Staying Beneath Your Means

In the previous article in this series, Accomplishing Goals with Money Management, we reviewed and refined our Long-term Plan, we projected gross and net income, and we learned the true definition of prioritizing for a successful money manager.  In this article, we’ll discuss the successful strategies for living and staying beneath your means.

If you learn one skill that will make you more successful in money management, it should be how to live beneath your means—or how to spend less than you make.  This is no great secret; the problem is that few people follow this critical strategy for success.

In the last article in this series, Accomplishing Goals with Money Management, you recorded your gross and net income.  Go back to that worksheet to retrieve the figures; now take ten percent of your net income to be set aside, so you must stay beneath your means, determining how you will live on only ninety percent of your take-home pay.  If you think this is impossible, consider that you are a manager and your budget has been cut, but you must still complete your projects.  You will need to employ your self-discipline and creativity to accomplish this goal.

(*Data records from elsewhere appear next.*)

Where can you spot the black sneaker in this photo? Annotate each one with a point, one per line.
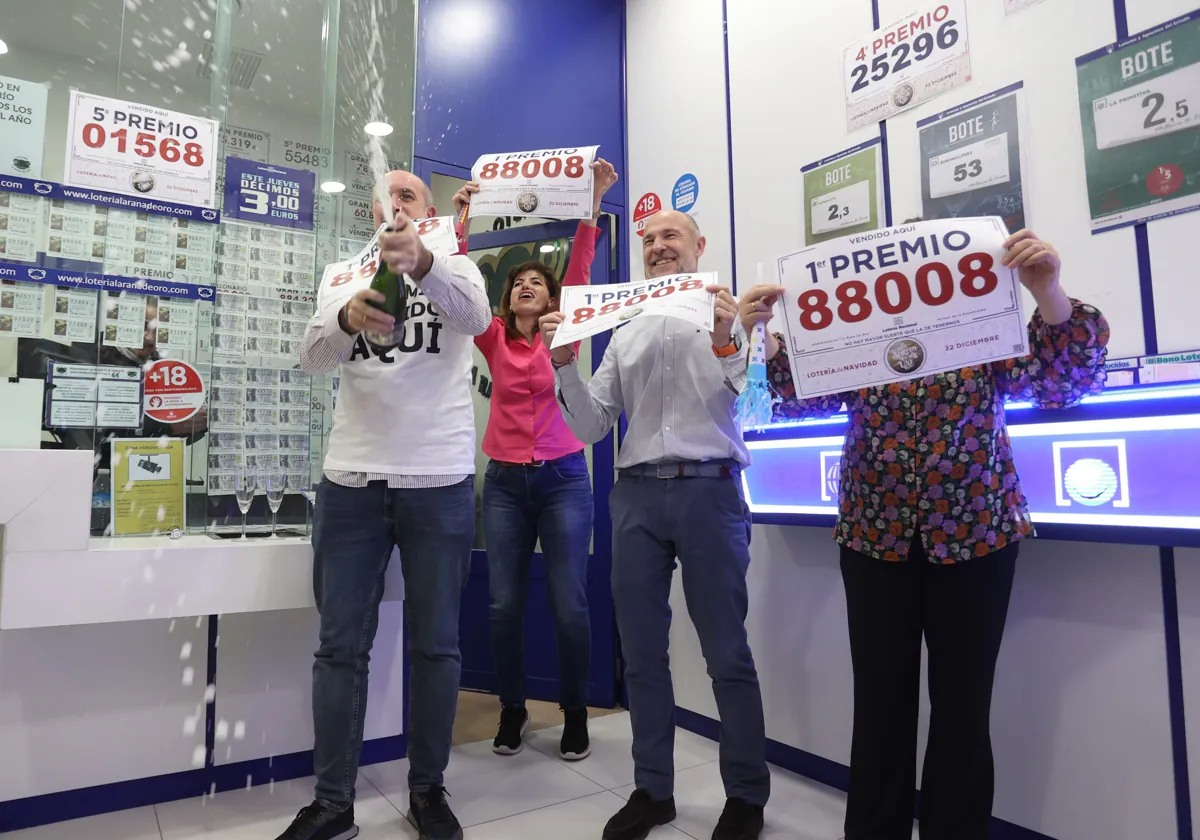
(510, 739)
(432, 816)
(317, 822)
(639, 817)
(739, 821)
(575, 744)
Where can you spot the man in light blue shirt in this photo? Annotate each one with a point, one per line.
(678, 496)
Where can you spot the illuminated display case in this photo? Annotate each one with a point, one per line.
(1117, 468)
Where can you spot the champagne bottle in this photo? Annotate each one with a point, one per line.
(395, 303)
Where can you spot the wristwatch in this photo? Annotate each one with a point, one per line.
(729, 349)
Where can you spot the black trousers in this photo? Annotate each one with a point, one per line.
(960, 611)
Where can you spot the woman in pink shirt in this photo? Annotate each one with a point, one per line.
(537, 486)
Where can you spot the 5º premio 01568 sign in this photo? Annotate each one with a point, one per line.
(141, 150)
(900, 303)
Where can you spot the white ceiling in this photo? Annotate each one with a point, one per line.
(138, 42)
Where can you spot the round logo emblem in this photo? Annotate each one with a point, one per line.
(527, 202)
(905, 355)
(1091, 481)
(142, 181)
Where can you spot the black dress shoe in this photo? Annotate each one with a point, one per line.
(639, 817)
(739, 821)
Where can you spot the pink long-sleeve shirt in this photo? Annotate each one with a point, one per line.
(525, 424)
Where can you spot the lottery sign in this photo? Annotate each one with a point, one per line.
(843, 193)
(1140, 114)
(595, 309)
(907, 63)
(139, 150)
(971, 160)
(550, 183)
(895, 304)
(174, 391)
(269, 195)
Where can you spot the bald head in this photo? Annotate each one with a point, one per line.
(672, 244)
(408, 193)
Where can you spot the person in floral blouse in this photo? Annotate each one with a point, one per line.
(930, 520)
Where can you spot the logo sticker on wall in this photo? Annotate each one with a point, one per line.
(685, 192)
(647, 205)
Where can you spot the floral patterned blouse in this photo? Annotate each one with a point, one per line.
(930, 459)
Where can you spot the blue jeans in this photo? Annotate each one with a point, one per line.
(354, 532)
(522, 504)
(705, 523)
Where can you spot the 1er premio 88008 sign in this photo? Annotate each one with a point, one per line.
(141, 150)
(898, 304)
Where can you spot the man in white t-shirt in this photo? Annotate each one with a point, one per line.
(399, 473)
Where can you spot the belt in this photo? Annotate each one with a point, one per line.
(683, 469)
(537, 463)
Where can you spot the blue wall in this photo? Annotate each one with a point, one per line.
(519, 75)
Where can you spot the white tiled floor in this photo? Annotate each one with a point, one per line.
(533, 796)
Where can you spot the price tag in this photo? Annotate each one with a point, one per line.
(595, 309)
(892, 305)
(357, 174)
(358, 217)
(975, 166)
(138, 150)
(270, 195)
(841, 208)
(174, 391)
(1162, 106)
(907, 63)
(550, 183)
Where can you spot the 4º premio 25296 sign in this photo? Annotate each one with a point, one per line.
(139, 150)
(906, 63)
(901, 303)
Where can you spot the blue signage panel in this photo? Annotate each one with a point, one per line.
(25, 273)
(29, 186)
(269, 193)
(1127, 473)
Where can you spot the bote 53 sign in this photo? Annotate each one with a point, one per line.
(139, 150)
(891, 305)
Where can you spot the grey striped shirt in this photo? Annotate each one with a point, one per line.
(677, 394)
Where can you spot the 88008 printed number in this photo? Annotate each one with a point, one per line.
(893, 292)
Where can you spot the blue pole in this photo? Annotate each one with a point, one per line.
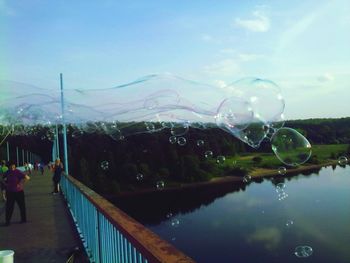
(57, 143)
(8, 151)
(17, 155)
(64, 128)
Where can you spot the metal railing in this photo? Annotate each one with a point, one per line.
(111, 236)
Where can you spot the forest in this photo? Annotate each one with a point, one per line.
(141, 160)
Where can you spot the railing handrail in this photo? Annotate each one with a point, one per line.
(148, 243)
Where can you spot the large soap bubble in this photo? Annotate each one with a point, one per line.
(250, 109)
(290, 147)
(264, 96)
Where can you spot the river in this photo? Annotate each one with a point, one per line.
(263, 221)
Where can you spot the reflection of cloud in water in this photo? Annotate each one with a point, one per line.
(269, 237)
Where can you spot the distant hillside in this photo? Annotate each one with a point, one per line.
(323, 131)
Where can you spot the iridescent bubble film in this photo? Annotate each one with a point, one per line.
(250, 109)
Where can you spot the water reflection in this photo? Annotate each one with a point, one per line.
(246, 223)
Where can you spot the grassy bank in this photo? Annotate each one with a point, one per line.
(257, 165)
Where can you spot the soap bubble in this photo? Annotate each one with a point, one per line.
(169, 215)
(139, 177)
(282, 170)
(303, 251)
(175, 222)
(282, 195)
(160, 185)
(208, 154)
(104, 165)
(234, 115)
(179, 129)
(200, 143)
(220, 159)
(247, 178)
(150, 126)
(343, 160)
(172, 139)
(77, 133)
(290, 147)
(264, 96)
(280, 187)
(181, 141)
(289, 223)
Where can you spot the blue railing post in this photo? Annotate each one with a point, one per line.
(8, 151)
(17, 156)
(64, 128)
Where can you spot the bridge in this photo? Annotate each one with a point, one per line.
(79, 218)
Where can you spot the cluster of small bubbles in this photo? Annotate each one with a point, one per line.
(289, 223)
(175, 222)
(169, 215)
(165, 124)
(220, 159)
(77, 133)
(200, 143)
(290, 147)
(280, 190)
(282, 170)
(172, 139)
(150, 126)
(104, 165)
(343, 160)
(179, 129)
(303, 251)
(269, 131)
(280, 187)
(181, 141)
(208, 154)
(247, 178)
(50, 135)
(139, 177)
(160, 185)
(151, 103)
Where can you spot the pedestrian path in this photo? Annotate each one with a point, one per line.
(49, 234)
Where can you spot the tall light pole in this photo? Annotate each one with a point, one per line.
(64, 128)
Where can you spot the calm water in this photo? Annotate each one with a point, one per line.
(249, 224)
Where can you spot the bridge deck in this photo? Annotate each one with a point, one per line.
(49, 234)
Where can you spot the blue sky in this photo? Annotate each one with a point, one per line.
(304, 46)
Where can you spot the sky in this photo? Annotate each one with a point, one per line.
(303, 46)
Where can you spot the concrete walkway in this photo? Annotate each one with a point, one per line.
(49, 235)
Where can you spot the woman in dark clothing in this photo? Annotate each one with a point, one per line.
(14, 180)
(57, 172)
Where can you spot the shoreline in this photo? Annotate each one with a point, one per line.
(256, 173)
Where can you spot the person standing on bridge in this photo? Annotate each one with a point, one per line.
(3, 170)
(57, 172)
(14, 180)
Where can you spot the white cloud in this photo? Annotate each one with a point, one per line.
(249, 56)
(210, 39)
(259, 23)
(226, 67)
(227, 51)
(5, 9)
(326, 77)
(220, 83)
(207, 37)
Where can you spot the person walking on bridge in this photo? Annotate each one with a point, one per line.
(14, 180)
(57, 172)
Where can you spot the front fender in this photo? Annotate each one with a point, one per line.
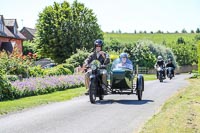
(140, 82)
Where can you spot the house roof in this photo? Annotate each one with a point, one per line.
(10, 22)
(6, 32)
(30, 30)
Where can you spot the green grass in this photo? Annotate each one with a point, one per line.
(148, 77)
(156, 38)
(180, 114)
(19, 104)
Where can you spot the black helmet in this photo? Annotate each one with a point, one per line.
(122, 55)
(169, 60)
(98, 42)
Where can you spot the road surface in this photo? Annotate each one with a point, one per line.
(115, 114)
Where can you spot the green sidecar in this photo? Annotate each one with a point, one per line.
(125, 80)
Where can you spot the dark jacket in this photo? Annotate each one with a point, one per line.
(170, 65)
(93, 56)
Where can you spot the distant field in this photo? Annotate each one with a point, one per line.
(156, 38)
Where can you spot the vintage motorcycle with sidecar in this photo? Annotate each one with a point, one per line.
(169, 72)
(123, 80)
(160, 73)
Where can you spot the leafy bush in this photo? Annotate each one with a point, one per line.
(15, 63)
(36, 71)
(68, 66)
(12, 77)
(6, 90)
(58, 70)
(78, 58)
(29, 47)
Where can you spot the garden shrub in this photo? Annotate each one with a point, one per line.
(6, 89)
(78, 58)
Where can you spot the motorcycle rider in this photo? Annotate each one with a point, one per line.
(160, 63)
(104, 59)
(124, 61)
(170, 64)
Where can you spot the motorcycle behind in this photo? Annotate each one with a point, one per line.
(169, 72)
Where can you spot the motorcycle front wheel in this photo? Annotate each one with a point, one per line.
(92, 91)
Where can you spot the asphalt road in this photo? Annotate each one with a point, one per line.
(115, 114)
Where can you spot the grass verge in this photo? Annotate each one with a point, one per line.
(180, 114)
(22, 103)
(148, 77)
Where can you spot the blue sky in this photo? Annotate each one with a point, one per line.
(126, 15)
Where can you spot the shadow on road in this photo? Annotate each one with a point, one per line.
(126, 102)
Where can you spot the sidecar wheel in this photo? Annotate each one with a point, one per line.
(92, 91)
(101, 97)
(140, 87)
(139, 93)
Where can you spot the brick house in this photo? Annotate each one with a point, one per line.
(10, 37)
(29, 33)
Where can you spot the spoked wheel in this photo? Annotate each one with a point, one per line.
(139, 93)
(92, 91)
(101, 97)
(140, 87)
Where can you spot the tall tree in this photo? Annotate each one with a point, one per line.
(198, 30)
(61, 29)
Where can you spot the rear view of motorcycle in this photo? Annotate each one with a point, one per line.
(160, 73)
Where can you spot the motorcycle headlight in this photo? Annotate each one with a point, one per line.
(93, 67)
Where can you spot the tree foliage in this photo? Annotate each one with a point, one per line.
(62, 28)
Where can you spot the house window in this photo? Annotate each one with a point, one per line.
(1, 26)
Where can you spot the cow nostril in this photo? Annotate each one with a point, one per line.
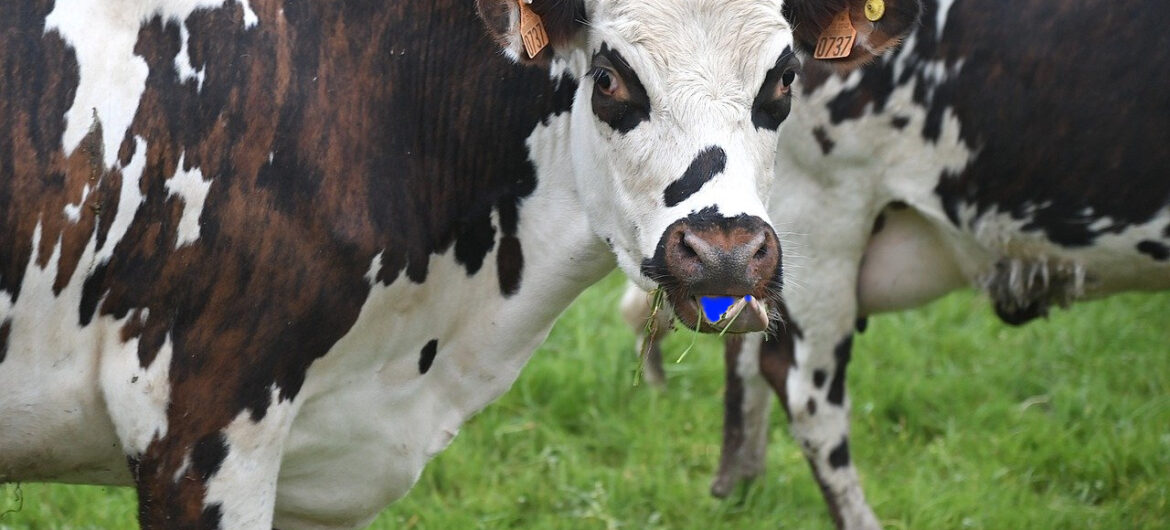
(685, 248)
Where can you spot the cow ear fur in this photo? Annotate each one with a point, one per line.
(563, 21)
(810, 18)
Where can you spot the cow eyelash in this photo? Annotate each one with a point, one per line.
(600, 73)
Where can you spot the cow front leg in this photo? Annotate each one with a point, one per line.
(212, 477)
(747, 405)
(810, 379)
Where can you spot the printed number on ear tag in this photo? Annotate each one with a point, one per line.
(531, 31)
(837, 40)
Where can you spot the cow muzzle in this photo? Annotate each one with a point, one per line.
(720, 274)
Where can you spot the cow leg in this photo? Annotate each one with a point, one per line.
(213, 479)
(747, 405)
(810, 383)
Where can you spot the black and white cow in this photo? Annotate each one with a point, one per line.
(1018, 148)
(261, 259)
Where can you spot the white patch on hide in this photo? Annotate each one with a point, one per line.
(183, 61)
(398, 418)
(941, 16)
(192, 188)
(136, 397)
(249, 16)
(111, 78)
(130, 198)
(245, 486)
(73, 212)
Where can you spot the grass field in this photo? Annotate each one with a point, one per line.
(958, 422)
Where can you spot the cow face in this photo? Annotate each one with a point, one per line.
(674, 129)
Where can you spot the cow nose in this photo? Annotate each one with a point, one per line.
(725, 259)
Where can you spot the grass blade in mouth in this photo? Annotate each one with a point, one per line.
(651, 331)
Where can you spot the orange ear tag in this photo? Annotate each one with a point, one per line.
(531, 31)
(837, 40)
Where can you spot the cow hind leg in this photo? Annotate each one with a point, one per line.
(213, 479)
(747, 405)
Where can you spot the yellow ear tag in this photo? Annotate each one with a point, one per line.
(837, 40)
(531, 31)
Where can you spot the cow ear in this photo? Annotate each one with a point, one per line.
(557, 22)
(880, 26)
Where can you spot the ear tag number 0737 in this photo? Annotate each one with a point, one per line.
(837, 40)
(531, 29)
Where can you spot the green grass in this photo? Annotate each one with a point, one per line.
(959, 421)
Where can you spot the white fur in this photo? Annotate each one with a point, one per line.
(136, 397)
(245, 486)
(702, 64)
(183, 61)
(112, 78)
(369, 460)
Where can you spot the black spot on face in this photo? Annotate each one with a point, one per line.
(630, 104)
(773, 101)
(841, 355)
(1155, 249)
(824, 140)
(707, 164)
(207, 455)
(427, 356)
(5, 330)
(839, 456)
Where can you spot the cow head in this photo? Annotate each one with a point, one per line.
(674, 128)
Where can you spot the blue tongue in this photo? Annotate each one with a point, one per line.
(714, 307)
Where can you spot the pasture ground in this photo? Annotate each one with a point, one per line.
(959, 421)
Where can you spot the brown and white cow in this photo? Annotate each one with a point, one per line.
(261, 259)
(1018, 148)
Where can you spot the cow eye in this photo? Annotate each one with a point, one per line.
(605, 81)
(787, 77)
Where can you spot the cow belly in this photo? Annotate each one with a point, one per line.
(53, 420)
(904, 265)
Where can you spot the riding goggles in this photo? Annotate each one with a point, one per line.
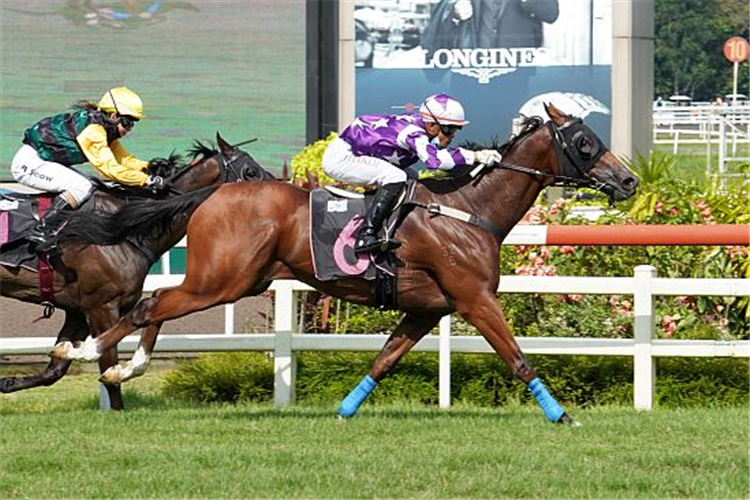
(449, 130)
(127, 121)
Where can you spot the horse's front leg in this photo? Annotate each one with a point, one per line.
(138, 364)
(485, 314)
(74, 328)
(101, 320)
(405, 336)
(93, 348)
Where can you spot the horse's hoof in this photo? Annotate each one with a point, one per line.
(568, 420)
(112, 376)
(61, 350)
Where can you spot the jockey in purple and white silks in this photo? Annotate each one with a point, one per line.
(374, 150)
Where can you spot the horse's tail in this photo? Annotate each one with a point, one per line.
(139, 219)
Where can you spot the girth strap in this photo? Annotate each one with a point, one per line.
(46, 273)
(455, 213)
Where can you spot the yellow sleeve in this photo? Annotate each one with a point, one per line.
(93, 142)
(126, 159)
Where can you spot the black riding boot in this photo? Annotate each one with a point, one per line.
(42, 235)
(382, 204)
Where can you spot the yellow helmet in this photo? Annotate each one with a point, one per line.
(122, 100)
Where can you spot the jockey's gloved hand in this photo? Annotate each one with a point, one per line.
(155, 164)
(488, 157)
(462, 10)
(157, 183)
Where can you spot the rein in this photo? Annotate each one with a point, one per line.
(576, 175)
(575, 165)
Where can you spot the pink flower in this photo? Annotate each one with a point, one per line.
(669, 326)
(570, 298)
(567, 250)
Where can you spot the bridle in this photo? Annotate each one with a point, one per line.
(577, 149)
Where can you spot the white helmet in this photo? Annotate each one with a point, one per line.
(444, 109)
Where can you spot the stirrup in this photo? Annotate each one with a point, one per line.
(373, 244)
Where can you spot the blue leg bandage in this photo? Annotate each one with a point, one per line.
(552, 409)
(351, 403)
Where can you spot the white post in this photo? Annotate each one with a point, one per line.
(734, 84)
(166, 266)
(285, 360)
(643, 362)
(104, 403)
(722, 149)
(229, 319)
(444, 378)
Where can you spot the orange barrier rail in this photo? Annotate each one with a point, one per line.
(719, 234)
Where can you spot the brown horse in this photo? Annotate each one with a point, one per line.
(95, 285)
(247, 235)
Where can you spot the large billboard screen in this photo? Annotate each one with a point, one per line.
(500, 58)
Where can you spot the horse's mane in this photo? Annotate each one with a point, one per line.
(202, 150)
(529, 125)
(453, 180)
(137, 220)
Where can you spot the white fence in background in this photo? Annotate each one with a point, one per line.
(725, 127)
(285, 342)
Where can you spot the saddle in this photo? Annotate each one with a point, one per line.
(336, 215)
(19, 212)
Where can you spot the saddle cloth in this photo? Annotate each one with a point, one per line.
(19, 212)
(335, 218)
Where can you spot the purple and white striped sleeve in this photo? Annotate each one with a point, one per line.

Most people do not become financially independent using their income alone: they must set aside part of their earnings in order to invest—because it is true that it takes money to make money, and staying beneath your means is one of the most important strategies you must utilize to accomplish your financial goals.  This strategy must be enacted as part of your lifestyle: you must use it continually, every day.  The money you set aside will grow exponentially, while the money you earn rarely increases.

Successful Strategies

The best part of money management is that you can set your own goals and create the plans or strategies to secure your future.  Being your own time and money manager, you can change the strategies you develop, as you learn more, save money, and grow your future.  Let’s consider such a situation:

If one of your strategies is to invest five percent of your net pay per month in a savings account, and you realize after three months that a money-market account earns more interest than the savings account, you can make the executive decision to transfer the capital into the highest yielding investment. 

The key to building successful strategies for money management is flexibility with focus.  As the money manager, you will struggle with focusing on your long-term goals while responding to dynamic situations in your life.  Just when you believe that you can save a little more this month, you realize that you must buy a new appliance, for example.  It’s impossible to anticipate everything, but with some flexibility—and by living beneath your means—responding to these changes will become easier.

Flexibility must be checked by good judgment; for example, you may have the flexibility in your budget now to purchase something, but does it make sense to purchase that item?  You can’t learn good judgment, but you can use your common sense to logically work through each decision: you must ask how each decision impacts your long-term plan. 

One way to learn good judgment is to analyze others’ decisions.  You can discuss your strategies with someone you trust and respect, or you can solicit their strategies.  Since you have set aside time each week to educate yourself, you may learn good judgment skills from an advice column or radio show.  Another good way to learn judgment is by analyzing differences; for example, don’t be afraid to use your flexibility as a money manager to put your money in different places to track the success of each.

Remember to keep your long-term plan in mind every time your circumstances require flexibility.  Your increasingly good judgment will guide you, and your ability to be flexible will allow you to make wise decisions that will contribute to your goals.